Над безучетниками – теми, кто прибыл на Колыму по списку, – трудился день и ночь аппарат правосудия, приехавший с материка. В тесных землянках, колымских бараках день и ночь шли допросы, и Москва принимала решения – кому пятнадцать, кому двадцать пять, а кому и высшая мера. Оправданий, очищений я не помню, но я не могу знать всего. Возможно, были и оправдания и полные реабилитации.
Всех этих следственных, а также шестилетников, тоже следственных по сути дела, заставляли работать по всем колымским законам: три отказа – расстрел.
Они прибыли на Колыму, чтобы сменить мертвых троцкистов или еще живых, но уставших до такой степени, что они не могли выбить не только грамма золота из камня, но и самого камня ни грамма.
Изменники родины, мародеры наполнили опустевшие за время войны арестантские бараки и землянки. Подновили двери, переменили решетки в бараках и землянках, перемотали колючую проволоку вокруг зон, освежили места, где кипела жизнь – а правильней сказать: кипела смерть – в тридцать восьмом году.
Кроме пятьдесят восьмой статьи, большое количество заключенных было осуждено по особой статье – сто девяносто второй. Эта сто девяносто вторая статья, вовсе не замеченная в мирное время, пышным цветом расцвела с первым выстрелом пушек, с первым разрывом бомб и стрельбой автоматов.

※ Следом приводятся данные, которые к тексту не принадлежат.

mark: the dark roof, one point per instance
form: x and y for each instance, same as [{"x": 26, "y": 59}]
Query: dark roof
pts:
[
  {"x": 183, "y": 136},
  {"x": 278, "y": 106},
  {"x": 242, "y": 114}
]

Сто девяносто вторая статья в это время поспешно обрастала, как и всякая порядочная статья в такой ситуации, дополнениями, примечаниями, пунктами и параграфами. Появились мгновенно сто девяносто вторая «а», «б», «в», «г», «д» – пока не был исчерпан весь алфавит. Каждая буква этого грозного алфавита обросла частями и параграфами. Так – сто девяносто вторая «а», часть первая, параграф второй. Каждый параграф оброс примечаниями, и скромная с виду сто девяносто вторая статья раздулась, как паук, и напоминала дремучий лес своим чертежом.
Никакой параграф, часть, пункт, буква не карал менее пятнадцати лет и не освобождал от работы. Работа – это главное, о чем заботились законодатели.
Всех осужденных по сто девяносто второй статье ждал на Колыме неизменный облагораживающий труд – только общие работы с кайлом, лопатой и тачкой. И все же это была не пятьдесят восьмая статья.
Сто девяносто вторую давали во время войны тем жертвам правосудия, из которых не могли выжать ни агитации, ни измены, ни вредительства.
Или следователь по своим волевым качествам оказался не на месте, не на высоте и не сумел приклеить модного ярлыка за старомодное преступление, то ли сопротивление физического лица было таким, что следователю надоело, а о применении метода номер три он не решился дать указания. Этот следовательский мир имеет свои отливы и приливы, свою моду, свою подпольную борьбу за влияние.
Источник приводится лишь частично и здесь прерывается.